Mobilna eko-gospodarka odpadami

Firmę Intereko Energia stanowi zespół specjalistów z wieloletnim doświadczeniem w gospodarce odpadami, która dzięki współpracy z kadrą naukowo-badawczą, opracowuje indywidualne projekty w zakresie rozwiązywania problemów ochrony środowiska i zagospodarowania odpadów.

Fot. materiały prasowe

Flotę Intereko Energia stanowi tabor nowych, ekologicznych samochodów ciężarowych przystosowanych do transportu odpadów (także niebezpiecznych). Posiadają one wszelkie wymagane zezwolenia oraz systemy monitoringu. Intereko Energia posiada technologię potrzebną do wytwarzania mobilnej jednostki CLC 5000, służącej do oczyszczania gruntów z niebezpiecznych substancji, skażonych przez przemysł. Energooszczędny proces odbywa się w reaktorze, przy zastosowaniu płaszcza grzejnego. Z kolei urządzenie MRF 2000 (z ang. mobile rotary furnace – mobilny piec obrotowy) to zespół modułowy, który może być przetransportowany do dowolnego miejsca, w którym zalegają odpady nadające się do przetworzenia (np. na terenie inwestycji budowlanej, zakładu przemysłowego, składowiska, itp.). Instalacja umożliwia recykling stałych produktów palnych wszystkich rodzajów, pochodzenia organicznego i nieorganicznego oraz ich mieszanin z odpadami zawierającymi węglowodory. Zostają one unieszkodliwione w procesie spalenia, bez negatywnego oddziaływania na środowisko.
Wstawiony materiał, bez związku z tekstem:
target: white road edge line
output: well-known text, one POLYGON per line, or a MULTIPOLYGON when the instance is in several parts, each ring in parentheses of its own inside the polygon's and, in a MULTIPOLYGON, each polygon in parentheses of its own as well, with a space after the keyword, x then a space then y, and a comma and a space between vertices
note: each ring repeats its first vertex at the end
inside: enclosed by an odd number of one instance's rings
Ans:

Intereko Energia oferuje również technologię do utylizacji opon i innych produktów wykonanych z gumy. Unieszkodliwienie zachodzi w procesie pyrolizy bez zastosowania tlenu i ognia, dzięki czemu jest on bardzo wydajny energetycznie oraz bezpieczny dla środowiska. W efekcie powstają nowe produkty, takie jak: olej do produkcji paliw, drut stalowy, czy węgiel popirolityczny.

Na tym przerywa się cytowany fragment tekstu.